First, one constructs a cylinder over the space $X$, that is, $X\times I$ (here $I=[0,1]$). Then one maps the top of the cylinder into $Y$. You can think on it as gluing the top $X\times \{1\}$ with the image $f(X)$.
Thanks to @Danu for the reference. I will give an outline of the proof in Hatcher:
Claim: A map $f : X \to Y$ induces a homomorphism $f_*: H_n(X) \to H_n(Y)$.
Proof: First, define an induced homomorphism $f_\# : C_n(X) \to C_n(Y)$ by $(\sigma : \Delta^n \to X) \mapsto (f \circ \sigma : \Delta^n \to Y)$.

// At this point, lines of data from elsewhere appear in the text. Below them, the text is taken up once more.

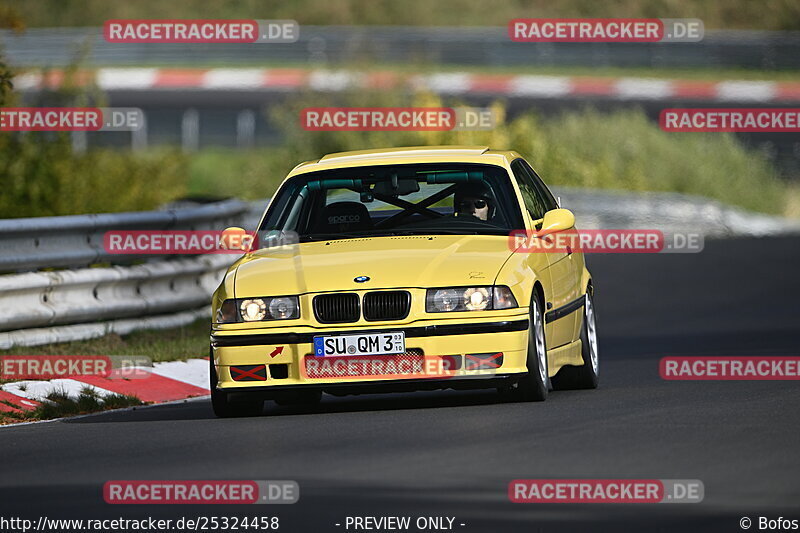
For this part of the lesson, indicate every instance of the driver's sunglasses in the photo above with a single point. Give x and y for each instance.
(467, 204)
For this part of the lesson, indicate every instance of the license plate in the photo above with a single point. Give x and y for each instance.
(366, 344)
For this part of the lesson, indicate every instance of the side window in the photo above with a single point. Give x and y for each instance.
(534, 202)
(549, 200)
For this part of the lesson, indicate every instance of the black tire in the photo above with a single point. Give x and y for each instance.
(221, 402)
(532, 387)
(306, 398)
(585, 376)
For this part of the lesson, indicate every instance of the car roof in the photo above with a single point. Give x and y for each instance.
(406, 155)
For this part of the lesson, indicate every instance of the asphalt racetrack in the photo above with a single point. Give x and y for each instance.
(454, 453)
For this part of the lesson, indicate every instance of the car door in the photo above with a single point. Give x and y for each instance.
(561, 267)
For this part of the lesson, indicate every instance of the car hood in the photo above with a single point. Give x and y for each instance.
(402, 261)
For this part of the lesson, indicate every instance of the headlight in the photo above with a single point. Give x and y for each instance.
(468, 299)
(258, 309)
(253, 309)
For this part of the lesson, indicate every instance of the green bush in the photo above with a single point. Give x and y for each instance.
(42, 176)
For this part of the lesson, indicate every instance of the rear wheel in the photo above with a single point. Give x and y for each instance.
(534, 385)
(222, 403)
(585, 376)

Secondly, we claim that $f_* : H_n(X) \to H_n(Y) : [a] \to [f_\#(a)]$ is a homomorphism. We need that $f_\#(a) \in \ker \partial_n$ whenever $a \in \ker \partial_n$ (so the map makes sense) and $f_\#(b) \in \text{Im }\partial_n$ whenever $b \in \text{Im }\partial_n$ (so the map is well defined, independent of the choice of representative $a$). ($\partial$ is the differential function $\partial_n : C_n(X) \to C_{n-1}(X)$ or $\partial_n : C_n(Y) \to C_{n-1}(Y)$.)
We can check $f_\# \partial = \partial f_\#$ by explicit computation and this gives us what we need.
We have two easy results:
1) $(f \circ g)_* = f_* \circ g_*$ and
2) id$_{*X} = \text{id}_{H_n(X)}$ (the induced map of the identity on $X$ is the identity on $H_n(X)$).
Proof of 1): We have $(f \circ g)_\# = f_\# \circ g_\#$ (by associativity of $\circ$) and therefore $(f \circ g)_* = f_* \circ g_*$.
Proof of 2): By definition id$_{\#X}$ is id$_{C_n(X)}$ and so id$_{*X} = \text{id}_{H_n(X)}$.
Theorem: If two maps $f,g : X \to Y$ are homotopic, then they induce the same homomorphism $f_* = g_* : H_n(X) \to H_n(Y)$.
The proof of this is the meat of the problem and is given in Hatcher (p111-113).
Corollary: The maps $f_* : H_n(X) \to H_n(Y)$ induced by a homotopy equivalence $f: X \to Y$ are isomorphisms for all $n$.
Proof: If $f$ is a homotopy equivalence then there is a map $g$ such that $f \circ g$ is homotopy equivalent to id$_Y$ and $g \circ f$ is homotopy equivalent to id$_X$.
Then, by the theorem, $(g \circ f)_* = id_{*X}$ and $(f \circ g)_* = id_{*Y}$. Using the two easy results, we get $g_* \circ f_* = id_{H_n(X)}$ and $f_* \circ g_* = id_{H_n(Y)}$.
Note that a deformation retraction is a special case of a homotopy equivalence so I've now also shown that homologies are invariant under deformation retraction.
Best Answer
I'm not sure how to interpret the first question, but there are a few answers.
1) It is a quotient space because it is a quotient. You define the mapping cylinder of $f\colon X\to Y$ as the quotient of the space $X\times[0,1]\amalg Y$ by the relation $(x,1)\sim f(x)$.
2) A surjective map $q\colon A\to B$ is a quotient map if and only if "a set $U$ is open in $B$ if and only if $q^{-1}(U)$ is open in $A$." In other words, $B$ has the quotient topology. In this case, the quotient map is $X\times[0,1]\amalg Y\to(X\times[0,1]\amalg Y)/\sim$.
3) In another sense, to "be a quotient space" means nothing. Any space $X$ is a quotient space of itself with the trivial relation.
As to the second question, there is no significance to the circled area. Hatcher just tried to draw something more interesting than a circle.
The point of mapping cylinders is really so that, for any map $f\colon X\to Y$, you can replace $f$ with the inclusion of $X$ into the mapping cylinder $M_f$. Here, "inclusion" means the map $i\colon X\to M_f$ sending $x$ to $(x,0)\in X\times[0,1]$. Then via a straight-line deformation, $M_f\simeq Y$. The point is that, when you want to compute the homology of one of the spaces $X$ or $Y$, you can now think of $X$ (i.e. $X\times\{0\}$) as being a subspace of $Y$ (i.e. $M_f$), and then look at the long exact sequence of the pair $(M_f,X)$.